When we hear people complaining about the “gridlock” which afflicts congressional politics in Washington, D.C. it is good to remind them of what Lance Banning had to say about the early rise of political “collision” and “full-blown party war” between 1788 and 1812. There seems to have been little “consensus” between the Federalists and Anti-Federalists, or between the Jeffersonians and the Hamiltonians. Each group had a very different vision of what kind of politics and economics they wanted for the new nation. He suggests that their bitter conflicts may “still have much to teach about the system they bequeathed us, along with entertaining stories of our roots.”
Lance Banning argues that within a decade of the creation of the US Constitution the nation was engaged in a bitter battle over the soul of the American Republic (2004) |
In the Preface to his anthology of writings by the Federalists (the "friends of order") and the Jeffersonian Republicans (the "friends of liberty") the late Lance Banning noted that it was a struggle over concepts that are at the core of the American political tradition: popular self-governance, federalism, constitutionalism, and liberty:
Within three years of the inauguration of the new federal Constitution, America’s revolutionary leaders divided bitterly over the policies most appropriate for the infant nation. Within five years, two clashing groups were winning thousands of ordinary voters to their side. Within a decade, the collision had resulted in a full-blown party war.
There has never been another struggle like it. These were the first true parties in the history of the world—the first, that is, to mobilize and organize a large proportion of a mass electorate for a national competition. More than that, these parties argued at a depth and fought with a ferocity that has never been repeated. The Federalists and the Jeffersonian Republicans—the friends of order and the friends of liberty as they sometimes called themselves— were both convinced that more than office, more than clashing interests, and more, indeed, than even national policy in the ordinary sense were fundamentally at stake in their quarrel. Their struggle, they believed, was over nothing less profound than the sort of future the United States would have, the sort of nation America was to be. Each regarded the other as a serious threat to what was not yet called the American way. And from their own perspectives, both were right.
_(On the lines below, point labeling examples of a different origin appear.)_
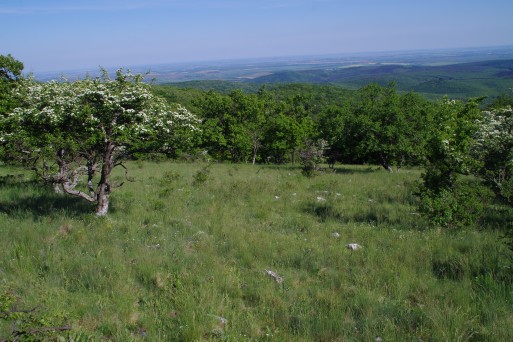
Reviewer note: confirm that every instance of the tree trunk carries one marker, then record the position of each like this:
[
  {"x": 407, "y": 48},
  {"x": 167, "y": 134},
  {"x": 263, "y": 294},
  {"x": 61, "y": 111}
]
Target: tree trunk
[
  {"x": 103, "y": 193},
  {"x": 384, "y": 163}
]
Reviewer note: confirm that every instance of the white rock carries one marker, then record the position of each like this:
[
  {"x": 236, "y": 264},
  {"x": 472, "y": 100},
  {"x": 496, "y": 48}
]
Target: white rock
[
  {"x": 275, "y": 276},
  {"x": 353, "y": 246}
]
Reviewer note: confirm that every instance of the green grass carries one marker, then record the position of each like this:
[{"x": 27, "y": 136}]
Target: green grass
[{"x": 175, "y": 255}]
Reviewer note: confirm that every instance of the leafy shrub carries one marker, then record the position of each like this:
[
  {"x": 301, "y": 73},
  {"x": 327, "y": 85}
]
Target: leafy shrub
[
  {"x": 202, "y": 175},
  {"x": 311, "y": 155},
  {"x": 459, "y": 206}
]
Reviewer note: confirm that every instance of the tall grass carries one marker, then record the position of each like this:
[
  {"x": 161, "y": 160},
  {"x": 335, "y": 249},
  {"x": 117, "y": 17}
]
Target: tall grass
[{"x": 185, "y": 259}]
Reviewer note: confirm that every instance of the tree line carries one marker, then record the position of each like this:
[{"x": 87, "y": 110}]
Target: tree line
[{"x": 66, "y": 131}]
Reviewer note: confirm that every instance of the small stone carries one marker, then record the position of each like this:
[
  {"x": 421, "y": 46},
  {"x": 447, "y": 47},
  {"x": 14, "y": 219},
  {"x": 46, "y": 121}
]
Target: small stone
[
  {"x": 275, "y": 276},
  {"x": 353, "y": 246}
]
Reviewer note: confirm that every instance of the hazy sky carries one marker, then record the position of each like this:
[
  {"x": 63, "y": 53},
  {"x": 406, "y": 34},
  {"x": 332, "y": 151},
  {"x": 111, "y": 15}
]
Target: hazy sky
[{"x": 55, "y": 35}]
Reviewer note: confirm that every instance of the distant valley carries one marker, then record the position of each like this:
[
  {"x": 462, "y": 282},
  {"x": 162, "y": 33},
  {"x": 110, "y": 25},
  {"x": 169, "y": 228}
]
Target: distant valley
[{"x": 458, "y": 73}]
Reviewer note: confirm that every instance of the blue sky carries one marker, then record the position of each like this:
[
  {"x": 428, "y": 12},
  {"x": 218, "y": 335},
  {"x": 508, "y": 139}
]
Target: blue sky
[{"x": 59, "y": 35}]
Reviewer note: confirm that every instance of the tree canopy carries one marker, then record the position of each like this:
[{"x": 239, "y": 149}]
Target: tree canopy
[{"x": 65, "y": 130}]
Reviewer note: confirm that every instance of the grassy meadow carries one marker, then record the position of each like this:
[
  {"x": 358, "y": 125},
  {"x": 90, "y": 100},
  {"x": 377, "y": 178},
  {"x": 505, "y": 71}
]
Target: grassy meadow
[{"x": 183, "y": 255}]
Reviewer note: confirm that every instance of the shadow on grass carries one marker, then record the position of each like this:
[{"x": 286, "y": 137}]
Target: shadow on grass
[
  {"x": 32, "y": 198},
  {"x": 324, "y": 212},
  {"x": 374, "y": 216},
  {"x": 499, "y": 217}
]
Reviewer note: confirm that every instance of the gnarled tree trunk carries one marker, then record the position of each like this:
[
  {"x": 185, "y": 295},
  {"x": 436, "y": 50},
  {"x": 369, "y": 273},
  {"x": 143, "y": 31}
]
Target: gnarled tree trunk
[{"x": 104, "y": 185}]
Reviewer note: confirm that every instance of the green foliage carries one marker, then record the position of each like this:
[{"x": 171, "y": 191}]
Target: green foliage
[
  {"x": 459, "y": 206},
  {"x": 493, "y": 151},
  {"x": 28, "y": 324},
  {"x": 69, "y": 130},
  {"x": 312, "y": 155},
  {"x": 446, "y": 201},
  {"x": 171, "y": 265},
  {"x": 202, "y": 175}
]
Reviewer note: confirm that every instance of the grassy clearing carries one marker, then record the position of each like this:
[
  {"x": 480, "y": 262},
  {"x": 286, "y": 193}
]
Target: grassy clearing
[{"x": 182, "y": 256}]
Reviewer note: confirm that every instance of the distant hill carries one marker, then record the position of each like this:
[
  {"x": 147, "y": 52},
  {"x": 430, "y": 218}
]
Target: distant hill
[
  {"x": 458, "y": 73},
  {"x": 462, "y": 80}
]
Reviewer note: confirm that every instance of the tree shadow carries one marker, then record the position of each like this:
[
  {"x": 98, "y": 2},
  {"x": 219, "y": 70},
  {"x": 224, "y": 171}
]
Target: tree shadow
[{"x": 33, "y": 198}]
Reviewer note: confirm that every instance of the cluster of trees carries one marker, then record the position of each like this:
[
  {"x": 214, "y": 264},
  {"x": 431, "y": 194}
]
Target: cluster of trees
[{"x": 68, "y": 130}]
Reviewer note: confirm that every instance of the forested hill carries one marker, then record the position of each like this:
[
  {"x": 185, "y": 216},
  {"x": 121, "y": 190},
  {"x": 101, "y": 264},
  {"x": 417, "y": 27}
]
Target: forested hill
[{"x": 463, "y": 80}]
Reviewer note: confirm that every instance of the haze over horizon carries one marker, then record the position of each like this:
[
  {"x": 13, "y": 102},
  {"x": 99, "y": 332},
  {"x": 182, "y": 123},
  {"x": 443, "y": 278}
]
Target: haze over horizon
[{"x": 56, "y": 35}]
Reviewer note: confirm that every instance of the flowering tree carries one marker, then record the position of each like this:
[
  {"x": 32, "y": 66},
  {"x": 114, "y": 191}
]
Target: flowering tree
[
  {"x": 66, "y": 130},
  {"x": 493, "y": 149}
]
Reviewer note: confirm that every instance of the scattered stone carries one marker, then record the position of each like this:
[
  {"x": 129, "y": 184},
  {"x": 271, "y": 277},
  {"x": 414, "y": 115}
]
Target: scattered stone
[
  {"x": 353, "y": 246},
  {"x": 275, "y": 276},
  {"x": 223, "y": 321}
]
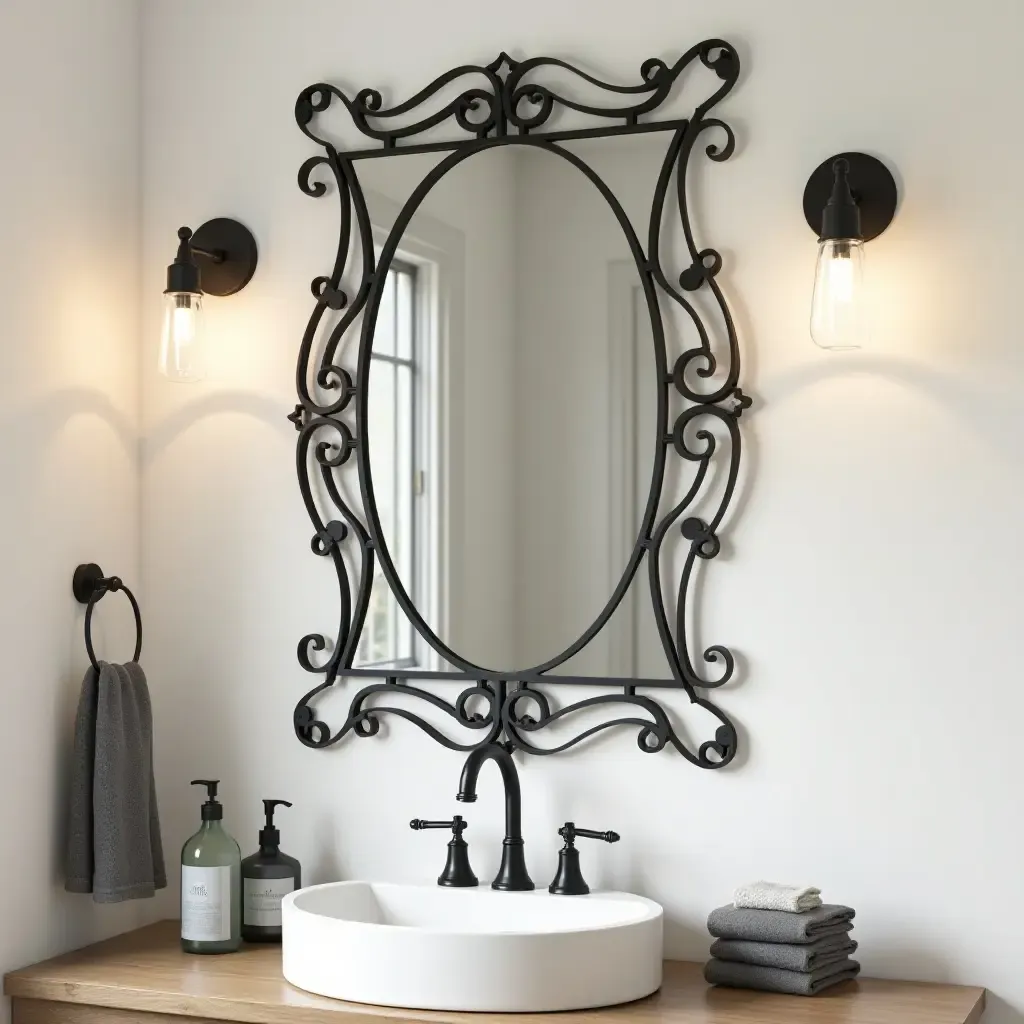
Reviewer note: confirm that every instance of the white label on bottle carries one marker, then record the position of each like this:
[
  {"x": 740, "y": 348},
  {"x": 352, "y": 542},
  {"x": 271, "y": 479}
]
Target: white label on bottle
[
  {"x": 261, "y": 900},
  {"x": 206, "y": 903}
]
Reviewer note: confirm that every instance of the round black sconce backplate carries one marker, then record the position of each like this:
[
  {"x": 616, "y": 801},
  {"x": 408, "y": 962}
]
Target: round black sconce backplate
[
  {"x": 871, "y": 183},
  {"x": 236, "y": 253},
  {"x": 87, "y": 579}
]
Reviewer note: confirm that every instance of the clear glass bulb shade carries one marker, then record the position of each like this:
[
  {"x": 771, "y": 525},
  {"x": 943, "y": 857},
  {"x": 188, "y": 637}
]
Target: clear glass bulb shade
[
  {"x": 182, "y": 355},
  {"x": 838, "y": 320}
]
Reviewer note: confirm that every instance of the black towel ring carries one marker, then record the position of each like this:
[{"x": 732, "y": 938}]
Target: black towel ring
[{"x": 89, "y": 586}]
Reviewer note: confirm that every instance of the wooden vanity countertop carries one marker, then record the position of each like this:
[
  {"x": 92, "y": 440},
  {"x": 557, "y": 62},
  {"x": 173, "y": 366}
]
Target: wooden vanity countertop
[{"x": 144, "y": 972}]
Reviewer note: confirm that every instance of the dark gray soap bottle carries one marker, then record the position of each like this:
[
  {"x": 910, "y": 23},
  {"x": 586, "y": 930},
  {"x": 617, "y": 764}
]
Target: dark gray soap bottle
[{"x": 266, "y": 878}]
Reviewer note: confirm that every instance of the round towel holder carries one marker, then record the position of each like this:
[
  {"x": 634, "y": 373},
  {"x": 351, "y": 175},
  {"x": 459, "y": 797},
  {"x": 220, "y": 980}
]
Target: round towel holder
[{"x": 89, "y": 585}]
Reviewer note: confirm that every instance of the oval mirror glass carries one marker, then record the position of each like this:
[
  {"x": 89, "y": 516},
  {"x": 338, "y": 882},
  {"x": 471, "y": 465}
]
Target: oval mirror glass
[{"x": 511, "y": 403}]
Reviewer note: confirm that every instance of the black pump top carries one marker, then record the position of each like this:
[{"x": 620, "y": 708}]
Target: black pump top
[
  {"x": 268, "y": 836},
  {"x": 212, "y": 811}
]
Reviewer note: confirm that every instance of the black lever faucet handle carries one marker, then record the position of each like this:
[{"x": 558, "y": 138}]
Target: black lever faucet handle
[
  {"x": 569, "y": 833},
  {"x": 568, "y": 879},
  {"x": 457, "y": 873}
]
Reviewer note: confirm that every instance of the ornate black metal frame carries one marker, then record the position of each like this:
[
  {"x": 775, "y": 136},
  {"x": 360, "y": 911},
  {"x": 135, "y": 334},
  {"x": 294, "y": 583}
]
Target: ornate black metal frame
[{"x": 505, "y": 102}]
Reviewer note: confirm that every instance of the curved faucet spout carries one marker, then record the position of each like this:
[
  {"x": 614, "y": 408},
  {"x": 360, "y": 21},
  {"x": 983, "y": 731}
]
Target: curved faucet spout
[{"x": 512, "y": 876}]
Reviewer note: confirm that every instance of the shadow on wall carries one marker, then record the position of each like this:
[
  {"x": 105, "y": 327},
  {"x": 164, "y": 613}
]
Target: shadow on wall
[{"x": 270, "y": 412}]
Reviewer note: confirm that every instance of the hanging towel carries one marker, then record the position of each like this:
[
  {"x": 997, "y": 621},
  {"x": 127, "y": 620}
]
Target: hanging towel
[
  {"x": 114, "y": 846},
  {"x": 785, "y": 955},
  {"x": 770, "y": 979},
  {"x": 774, "y": 896},
  {"x": 778, "y": 926}
]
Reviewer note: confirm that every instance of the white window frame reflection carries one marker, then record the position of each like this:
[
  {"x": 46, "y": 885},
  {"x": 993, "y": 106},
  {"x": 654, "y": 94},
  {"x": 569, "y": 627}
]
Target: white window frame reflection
[{"x": 406, "y": 342}]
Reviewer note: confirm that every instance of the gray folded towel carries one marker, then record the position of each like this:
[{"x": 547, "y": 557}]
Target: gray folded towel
[
  {"x": 114, "y": 847},
  {"x": 788, "y": 956},
  {"x": 778, "y": 926},
  {"x": 771, "y": 979}
]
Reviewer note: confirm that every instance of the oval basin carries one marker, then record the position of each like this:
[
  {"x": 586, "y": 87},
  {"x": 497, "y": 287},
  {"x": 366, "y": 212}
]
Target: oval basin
[{"x": 426, "y": 947}]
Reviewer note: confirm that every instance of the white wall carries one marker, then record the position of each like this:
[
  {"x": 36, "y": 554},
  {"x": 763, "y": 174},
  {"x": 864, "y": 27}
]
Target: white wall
[
  {"x": 69, "y": 344},
  {"x": 870, "y": 582}
]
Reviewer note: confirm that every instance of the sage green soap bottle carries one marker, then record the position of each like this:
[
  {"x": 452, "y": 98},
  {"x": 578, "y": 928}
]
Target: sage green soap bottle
[{"x": 211, "y": 884}]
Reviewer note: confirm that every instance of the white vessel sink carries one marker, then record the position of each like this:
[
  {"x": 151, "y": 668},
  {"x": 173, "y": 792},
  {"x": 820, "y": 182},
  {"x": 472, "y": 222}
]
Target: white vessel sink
[{"x": 426, "y": 947}]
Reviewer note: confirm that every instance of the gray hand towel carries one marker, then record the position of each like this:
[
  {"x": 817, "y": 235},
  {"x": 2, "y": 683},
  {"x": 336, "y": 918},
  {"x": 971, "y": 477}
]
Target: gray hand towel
[
  {"x": 770, "y": 979},
  {"x": 114, "y": 847},
  {"x": 777, "y": 926},
  {"x": 788, "y": 956}
]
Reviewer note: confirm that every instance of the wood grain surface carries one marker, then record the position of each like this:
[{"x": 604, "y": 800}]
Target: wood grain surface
[{"x": 143, "y": 978}]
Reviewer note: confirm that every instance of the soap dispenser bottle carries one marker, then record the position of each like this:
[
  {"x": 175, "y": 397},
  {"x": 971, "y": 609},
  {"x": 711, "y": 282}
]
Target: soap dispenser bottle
[
  {"x": 266, "y": 877},
  {"x": 211, "y": 884}
]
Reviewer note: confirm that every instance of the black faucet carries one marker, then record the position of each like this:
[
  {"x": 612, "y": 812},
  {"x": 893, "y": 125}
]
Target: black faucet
[{"x": 512, "y": 876}]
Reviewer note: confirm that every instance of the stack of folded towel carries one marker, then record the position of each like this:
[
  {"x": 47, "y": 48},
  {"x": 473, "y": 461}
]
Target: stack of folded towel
[{"x": 781, "y": 939}]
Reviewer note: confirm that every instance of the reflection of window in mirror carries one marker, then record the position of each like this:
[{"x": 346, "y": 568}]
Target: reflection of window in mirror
[{"x": 402, "y": 408}]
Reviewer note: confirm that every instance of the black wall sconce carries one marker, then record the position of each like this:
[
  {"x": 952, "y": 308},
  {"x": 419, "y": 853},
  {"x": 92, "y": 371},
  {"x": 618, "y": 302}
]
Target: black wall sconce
[
  {"x": 849, "y": 200},
  {"x": 217, "y": 259}
]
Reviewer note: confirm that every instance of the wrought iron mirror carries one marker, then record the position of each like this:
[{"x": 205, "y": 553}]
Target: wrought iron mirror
[{"x": 518, "y": 407}]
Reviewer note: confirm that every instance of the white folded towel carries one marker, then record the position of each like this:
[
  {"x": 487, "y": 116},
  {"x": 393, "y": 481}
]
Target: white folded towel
[{"x": 773, "y": 896}]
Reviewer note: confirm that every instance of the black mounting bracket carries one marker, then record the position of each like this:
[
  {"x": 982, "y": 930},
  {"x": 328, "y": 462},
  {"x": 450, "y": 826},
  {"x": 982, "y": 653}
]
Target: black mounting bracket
[
  {"x": 225, "y": 253},
  {"x": 873, "y": 187}
]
Within three years of the inauguration of the new federal Constitution, America’s revolutionary leaders divided bitterly over the policies most appropriate for the infant nation. Within five years, two clashing groups were winning thousands of ordinary voters to their side. Within a decade, the collision had resulted in a full-blown party war.
There has never been another struggle like it. These were the first true parties in the history of the world—the first, that is, to mobilize and organize a large proportion of a mass electorate for a national competition. More than that, these parties argued at a depth and fought with a ferocity that has never been repeated. The Federalists and the Jeffersonian Republicans—the friends of order and the friends of liberty as they sometimes called themselves— were both convinced that more than office, more than clashing interests, and more, indeed, than even national policy in the ordinary sense were fundamentally at stake in their quarrel. Their struggle, they believed, was over nothing less profound than the sort of future the United States would have, the sort of nation America was to be. Each regarded the other as a serious threat to what was not yet called the American way. And from their own perspectives, both were right.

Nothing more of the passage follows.